質疑者:田村 麻美
AI要約レポート
3行要約
- 田村委員は、零売薬局の規制強化に関する懸念、薬剤師の職能発揮、医薬品の物流問題について、厚生労働大臣に現状認識と今後の対策を質した。
- 薬剤師の職能発揮については、リフィル処方箋の活用が進まない現状や、医師との連携不足を指摘し、登録販売者の活用と試験の均てん化を求めた。
- 医薬品の物流問題では、低薬価品などの流通不採算の実態を指摘し、物流コストの見える化と薬価における反映を求めたが、大臣は現行のルール遵守と必要な施策検討に留まった。
1. 概要
田村議員が、零売薬局の規制、薬剤師の職能発揮、医薬品の物流問題を中心に、福岡厚生労働大臣および医薬局長に対して質問を行い、政府側の見解や今後の対応について質しています。本質疑応答は、医薬品の安定供給と国民の医療アクセス確保という重要な課題に対する政府の取り組みと課題を浮き彫りにすることを目的としています。
2. 主題・主張
田村議員は、零売薬局規制の具体化における関係者への意見聴取の不足、薬剤師の職能発揮を阻害する要因、医薬品物流の不採算性という3つの主要な問題点を指摘し、厚生労働省に対して具体的な対策を求めました。特に、薬剤師の職能発揮を阻害する医師側の行動変容の遅れや、医薬品物流における不採算性の根本的な原因である低薬価品問題の解決を強く主張しています。

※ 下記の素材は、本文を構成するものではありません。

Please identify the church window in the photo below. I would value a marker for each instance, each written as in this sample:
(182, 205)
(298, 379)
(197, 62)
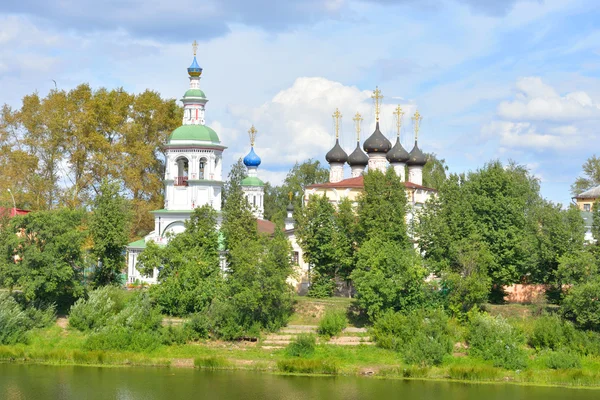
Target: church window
(202, 167)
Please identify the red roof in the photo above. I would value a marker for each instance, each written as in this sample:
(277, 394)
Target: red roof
(264, 226)
(359, 183)
(11, 212)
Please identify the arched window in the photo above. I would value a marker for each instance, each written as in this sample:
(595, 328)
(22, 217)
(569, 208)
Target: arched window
(182, 171)
(202, 165)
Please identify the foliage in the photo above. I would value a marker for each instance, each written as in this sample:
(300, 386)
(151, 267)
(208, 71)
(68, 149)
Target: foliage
(422, 337)
(190, 275)
(45, 256)
(298, 178)
(94, 312)
(102, 134)
(496, 340)
(561, 360)
(581, 305)
(302, 345)
(388, 275)
(332, 323)
(16, 321)
(591, 178)
(109, 229)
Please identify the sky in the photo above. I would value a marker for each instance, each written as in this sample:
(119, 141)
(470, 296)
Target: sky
(493, 79)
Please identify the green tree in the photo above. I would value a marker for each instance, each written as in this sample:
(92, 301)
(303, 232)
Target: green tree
(109, 229)
(43, 256)
(590, 178)
(189, 273)
(388, 276)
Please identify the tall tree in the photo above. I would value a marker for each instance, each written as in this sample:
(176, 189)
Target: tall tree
(109, 229)
(590, 178)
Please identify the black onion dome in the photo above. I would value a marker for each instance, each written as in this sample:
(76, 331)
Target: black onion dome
(377, 143)
(397, 153)
(358, 157)
(416, 156)
(337, 154)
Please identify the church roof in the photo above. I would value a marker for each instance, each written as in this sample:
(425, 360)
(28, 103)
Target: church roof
(416, 156)
(397, 154)
(252, 181)
(252, 159)
(359, 183)
(358, 157)
(592, 193)
(377, 142)
(199, 133)
(336, 154)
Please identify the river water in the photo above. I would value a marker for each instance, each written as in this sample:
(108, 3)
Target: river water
(37, 382)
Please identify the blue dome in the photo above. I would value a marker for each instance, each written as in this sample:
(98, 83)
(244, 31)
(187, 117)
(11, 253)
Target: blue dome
(252, 160)
(194, 69)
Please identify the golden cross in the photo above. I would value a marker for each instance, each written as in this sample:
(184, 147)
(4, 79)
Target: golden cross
(377, 97)
(337, 115)
(252, 133)
(398, 113)
(357, 120)
(417, 120)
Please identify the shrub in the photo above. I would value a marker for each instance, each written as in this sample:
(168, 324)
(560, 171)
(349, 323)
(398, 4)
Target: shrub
(551, 332)
(16, 321)
(94, 312)
(212, 362)
(302, 346)
(332, 323)
(423, 337)
(494, 339)
(561, 360)
(303, 366)
(581, 305)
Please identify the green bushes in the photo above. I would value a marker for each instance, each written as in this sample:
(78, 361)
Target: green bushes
(303, 366)
(581, 305)
(494, 339)
(422, 337)
(16, 321)
(561, 360)
(302, 346)
(332, 323)
(95, 311)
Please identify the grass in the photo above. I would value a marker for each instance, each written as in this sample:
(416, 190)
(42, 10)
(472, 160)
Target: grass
(60, 346)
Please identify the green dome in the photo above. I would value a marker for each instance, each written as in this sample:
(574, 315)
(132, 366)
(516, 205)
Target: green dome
(194, 93)
(200, 133)
(252, 181)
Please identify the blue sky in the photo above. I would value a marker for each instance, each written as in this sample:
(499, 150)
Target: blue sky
(504, 79)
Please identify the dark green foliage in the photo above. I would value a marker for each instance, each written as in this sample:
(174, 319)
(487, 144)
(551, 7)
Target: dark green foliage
(581, 305)
(190, 276)
(94, 312)
(49, 246)
(303, 366)
(561, 360)
(109, 229)
(302, 345)
(422, 337)
(388, 275)
(332, 323)
(551, 332)
(16, 321)
(495, 339)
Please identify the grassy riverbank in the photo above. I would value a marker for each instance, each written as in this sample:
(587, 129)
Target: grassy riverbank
(61, 345)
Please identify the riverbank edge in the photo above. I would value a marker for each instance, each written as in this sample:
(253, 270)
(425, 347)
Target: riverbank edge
(260, 367)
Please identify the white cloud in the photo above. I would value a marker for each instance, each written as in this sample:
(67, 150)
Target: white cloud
(539, 101)
(296, 124)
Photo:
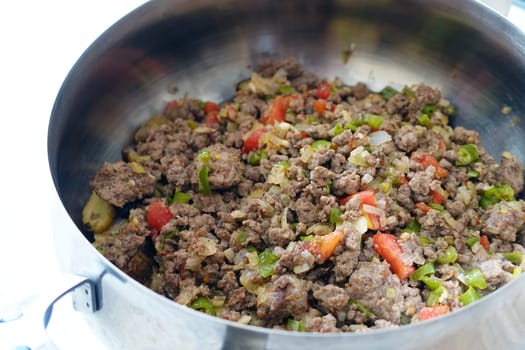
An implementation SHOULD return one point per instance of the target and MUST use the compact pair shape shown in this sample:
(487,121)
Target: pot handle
(25,324)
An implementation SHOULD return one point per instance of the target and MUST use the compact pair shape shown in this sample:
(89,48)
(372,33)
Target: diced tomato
(210,107)
(484,241)
(325,245)
(423,207)
(373,221)
(319,106)
(437,197)
(323,90)
(385,244)
(366,197)
(276,112)
(212,118)
(429,312)
(252,142)
(427,160)
(158,215)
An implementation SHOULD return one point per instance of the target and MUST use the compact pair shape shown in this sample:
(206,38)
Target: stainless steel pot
(203,47)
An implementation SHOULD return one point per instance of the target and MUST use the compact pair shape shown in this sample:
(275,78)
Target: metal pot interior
(202,48)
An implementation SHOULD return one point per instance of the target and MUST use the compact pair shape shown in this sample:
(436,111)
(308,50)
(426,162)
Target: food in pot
(308,205)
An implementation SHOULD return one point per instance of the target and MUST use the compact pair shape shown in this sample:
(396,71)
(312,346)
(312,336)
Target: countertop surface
(41,40)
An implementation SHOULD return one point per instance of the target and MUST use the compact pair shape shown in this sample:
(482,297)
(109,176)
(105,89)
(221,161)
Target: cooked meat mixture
(309,205)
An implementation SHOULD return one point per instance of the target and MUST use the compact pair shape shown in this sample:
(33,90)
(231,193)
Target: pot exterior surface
(203,48)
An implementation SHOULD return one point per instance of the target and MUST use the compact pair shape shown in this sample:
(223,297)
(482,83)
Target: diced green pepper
(513,257)
(431,282)
(319,144)
(428,109)
(267,261)
(424,240)
(437,207)
(255,157)
(496,194)
(335,216)
(181,198)
(388,92)
(449,256)
(434,295)
(424,120)
(97,214)
(337,129)
(412,226)
(407,92)
(203,303)
(467,154)
(469,296)
(362,309)
(474,278)
(423,270)
(204,184)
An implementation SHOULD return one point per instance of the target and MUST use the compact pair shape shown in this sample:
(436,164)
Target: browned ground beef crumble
(251,252)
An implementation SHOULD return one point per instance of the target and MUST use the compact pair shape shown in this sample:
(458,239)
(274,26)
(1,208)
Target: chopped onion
(209,247)
(370,209)
(367,178)
(358,156)
(360,225)
(379,137)
(238,214)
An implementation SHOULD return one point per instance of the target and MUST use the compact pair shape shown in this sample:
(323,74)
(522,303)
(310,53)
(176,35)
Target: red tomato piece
(423,207)
(210,107)
(373,221)
(437,197)
(158,214)
(276,112)
(212,118)
(484,241)
(319,106)
(429,312)
(385,244)
(325,245)
(252,142)
(323,90)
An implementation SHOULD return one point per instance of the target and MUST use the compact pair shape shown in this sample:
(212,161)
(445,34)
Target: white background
(39,43)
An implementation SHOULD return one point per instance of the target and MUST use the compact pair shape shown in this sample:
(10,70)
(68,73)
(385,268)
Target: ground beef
(503,220)
(284,210)
(369,284)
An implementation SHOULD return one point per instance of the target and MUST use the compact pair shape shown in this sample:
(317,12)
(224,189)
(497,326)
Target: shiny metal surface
(475,56)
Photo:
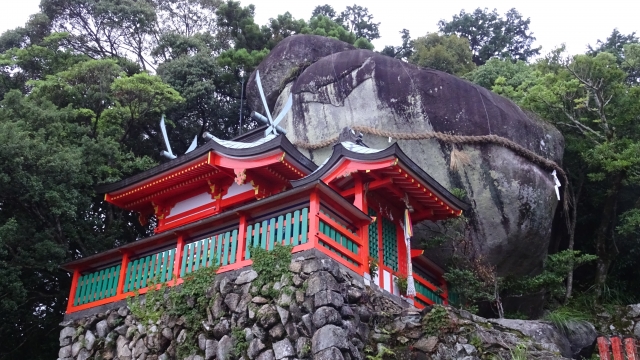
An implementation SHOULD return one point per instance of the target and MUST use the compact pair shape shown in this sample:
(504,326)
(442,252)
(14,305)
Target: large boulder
(513,201)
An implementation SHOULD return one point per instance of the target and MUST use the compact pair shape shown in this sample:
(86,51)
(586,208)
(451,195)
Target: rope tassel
(408,232)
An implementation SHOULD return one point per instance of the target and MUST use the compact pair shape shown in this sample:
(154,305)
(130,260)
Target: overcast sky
(577,24)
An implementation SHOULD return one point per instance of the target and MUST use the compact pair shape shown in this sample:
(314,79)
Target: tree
(621,46)
(447,53)
(403,51)
(325,10)
(588,98)
(358,20)
(491,35)
(104,28)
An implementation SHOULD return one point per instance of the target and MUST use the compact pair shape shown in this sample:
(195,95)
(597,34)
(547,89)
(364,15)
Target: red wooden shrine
(212,205)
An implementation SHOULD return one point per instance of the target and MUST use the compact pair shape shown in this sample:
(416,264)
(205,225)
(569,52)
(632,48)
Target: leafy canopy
(491,35)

- 零売薬局規制に関する関係者への意見聴取の機会の確保
- 薬剤師の職能発揮を促進するための医師との連携強化
- 医薬品物流の不採算性解消に向けた薬価制度の見直し
3. 重要な論点
- 零売薬局規制の具体化と関係者への意見聴取:
- 零売薬局に対する規制強化に関して、解散した日本零売薬局協会に代わる意見聴取の機会をどのように設けるのかが問われました。
- 医薬局長は、幅広い関係者からの意見を聞きながら丁寧に進めるべきと回答しましたが、具体的な進め方は今後検討するとしています。

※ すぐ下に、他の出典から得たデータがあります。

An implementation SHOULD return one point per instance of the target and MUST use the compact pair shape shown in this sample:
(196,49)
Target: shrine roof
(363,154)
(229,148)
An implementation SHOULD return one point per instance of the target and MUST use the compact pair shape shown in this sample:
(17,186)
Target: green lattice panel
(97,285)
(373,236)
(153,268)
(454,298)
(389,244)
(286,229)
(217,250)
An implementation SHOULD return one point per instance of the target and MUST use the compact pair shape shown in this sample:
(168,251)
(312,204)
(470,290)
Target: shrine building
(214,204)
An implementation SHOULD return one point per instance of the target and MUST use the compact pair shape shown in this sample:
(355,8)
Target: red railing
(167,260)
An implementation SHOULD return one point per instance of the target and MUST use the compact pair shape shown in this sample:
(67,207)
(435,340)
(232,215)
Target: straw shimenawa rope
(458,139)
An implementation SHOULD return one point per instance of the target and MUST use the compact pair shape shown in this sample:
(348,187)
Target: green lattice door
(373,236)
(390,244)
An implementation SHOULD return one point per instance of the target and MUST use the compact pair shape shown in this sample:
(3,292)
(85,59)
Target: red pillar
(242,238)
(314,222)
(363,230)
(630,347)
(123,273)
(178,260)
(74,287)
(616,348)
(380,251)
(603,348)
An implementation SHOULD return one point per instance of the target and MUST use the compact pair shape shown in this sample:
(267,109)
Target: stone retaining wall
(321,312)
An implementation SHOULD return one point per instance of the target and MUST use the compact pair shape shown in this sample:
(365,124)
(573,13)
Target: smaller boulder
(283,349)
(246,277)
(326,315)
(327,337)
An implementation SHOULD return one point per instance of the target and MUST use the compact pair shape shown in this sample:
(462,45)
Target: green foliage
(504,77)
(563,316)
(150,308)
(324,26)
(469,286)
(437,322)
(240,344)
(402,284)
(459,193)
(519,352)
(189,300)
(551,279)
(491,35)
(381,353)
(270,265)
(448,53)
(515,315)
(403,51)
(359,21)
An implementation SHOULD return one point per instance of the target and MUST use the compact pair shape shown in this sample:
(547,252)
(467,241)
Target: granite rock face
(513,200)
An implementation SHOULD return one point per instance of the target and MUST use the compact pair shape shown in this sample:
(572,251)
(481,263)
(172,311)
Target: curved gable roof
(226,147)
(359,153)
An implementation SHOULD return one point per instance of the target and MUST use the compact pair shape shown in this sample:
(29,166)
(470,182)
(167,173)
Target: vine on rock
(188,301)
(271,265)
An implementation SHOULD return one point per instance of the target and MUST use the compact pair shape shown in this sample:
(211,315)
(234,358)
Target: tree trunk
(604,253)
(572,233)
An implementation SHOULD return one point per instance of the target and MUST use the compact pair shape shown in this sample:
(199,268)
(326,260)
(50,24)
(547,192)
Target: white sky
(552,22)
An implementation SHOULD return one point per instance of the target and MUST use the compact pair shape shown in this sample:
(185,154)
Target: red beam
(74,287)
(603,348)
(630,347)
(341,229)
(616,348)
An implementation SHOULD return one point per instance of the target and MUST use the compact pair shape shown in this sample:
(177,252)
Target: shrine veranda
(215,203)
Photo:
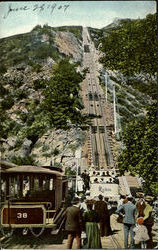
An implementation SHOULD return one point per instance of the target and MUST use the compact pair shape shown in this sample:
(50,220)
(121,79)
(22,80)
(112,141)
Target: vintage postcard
(78,133)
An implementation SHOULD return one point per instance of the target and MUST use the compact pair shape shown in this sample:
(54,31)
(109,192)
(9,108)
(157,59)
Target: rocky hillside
(26,69)
(39,45)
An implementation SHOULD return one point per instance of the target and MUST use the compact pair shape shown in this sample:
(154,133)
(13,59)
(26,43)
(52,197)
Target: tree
(62,101)
(131,47)
(140,153)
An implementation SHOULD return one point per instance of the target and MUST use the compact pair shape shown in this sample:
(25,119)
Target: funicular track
(101,155)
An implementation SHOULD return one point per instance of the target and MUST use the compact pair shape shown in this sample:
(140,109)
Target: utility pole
(106,86)
(78,157)
(114,103)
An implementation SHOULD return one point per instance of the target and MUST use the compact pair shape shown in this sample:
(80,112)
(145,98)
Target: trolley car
(32,198)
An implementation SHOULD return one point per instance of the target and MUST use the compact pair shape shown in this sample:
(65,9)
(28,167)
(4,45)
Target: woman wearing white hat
(148,220)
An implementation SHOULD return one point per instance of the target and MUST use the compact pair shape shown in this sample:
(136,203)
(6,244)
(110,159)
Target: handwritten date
(37,7)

- 田村議員は、厚労省が当事者の意見を十分に聴取し、実態に即した規制となるよう求めました。
- 薬剤師の職能発揮を阻害する要因:
- リフィル処方箋の活用が進まない現状や、医師への疑義紹介・処方提案が受け入れられないケースがあることが指摘されました。リフィル処方箋の活用状況が0.07%にとどまっている現状を問題視。
- 田村議員は、医師側の薬剤師に対する認識不足が薬剤師の職能発揮を阻害していると主張し、院外処方における薬剤師との連携強化を求めました。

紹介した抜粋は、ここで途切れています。